Week 9      Review for Exam 2 and Exam 2
                  **lab: mini-project 2 (completed)

Week 10    Intro to Digital Audio; Direct Digital Synthesis (Csound, SuperCollider)
                  Basics of Linear FM synthesis (Chowning)
                  **lab: final project [digital audio, digital synthesis (e.g. FM, granular synthesis)]

Week 11    Intro to MIDI: history & origins, technology standards, applications, MIDI controllers, etc.
                  **lab: final project (continutation)

Week 12    Granular synthesis (RTGS); Max/MSP/Jitter (PD?)
                  **lab: final project (continued)

Week 13    More on Max/MSP/Jitter
Week 14    Analysis and Re-synthesis (Symbolic Sound’s Kyma system)
                  **lab: final project (continuation)

Week 15    Early “Classics” of Direct Digital Synthesis, Computer Music, & recent live/electronic music
                  (Exam 3 listening examples)
                  Review for Final Written Exam
                  **lab: final project (continuation)

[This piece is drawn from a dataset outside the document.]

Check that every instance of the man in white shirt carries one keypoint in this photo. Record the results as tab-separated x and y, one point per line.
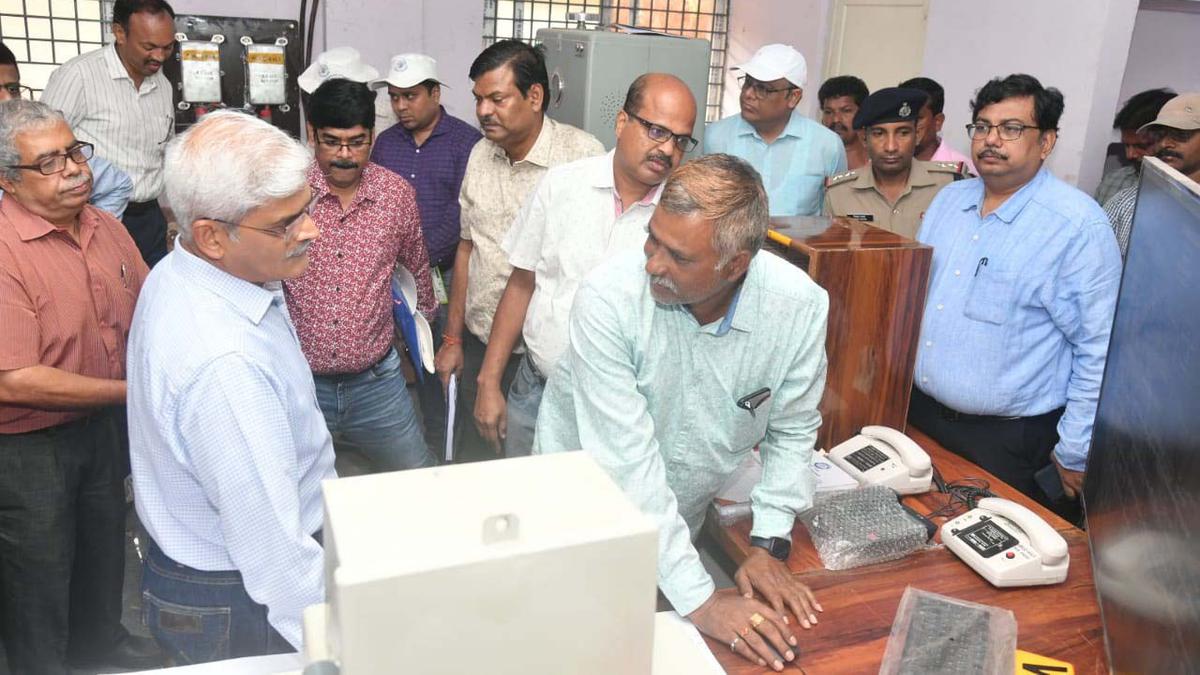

Week 16    Exam 3: Thursday, December 13, at 10:10 a.m. (University scheduled final exam period)
                  Final Project:  Due Friday, December 14 at 5:00 p.m. — but early submission is recommended!

                  ** See course packet for details on lab projects.

ACCOMODATION STATEMENT:  Any student who feels s/he may need an accommodation based on the impact of a disability should contact me privately to discuss your specific needs. If you are not yet registered as a student with a disability, please contact the Office of Disability Services at 740-593-2620 or visit the office in 348 Baker University Center.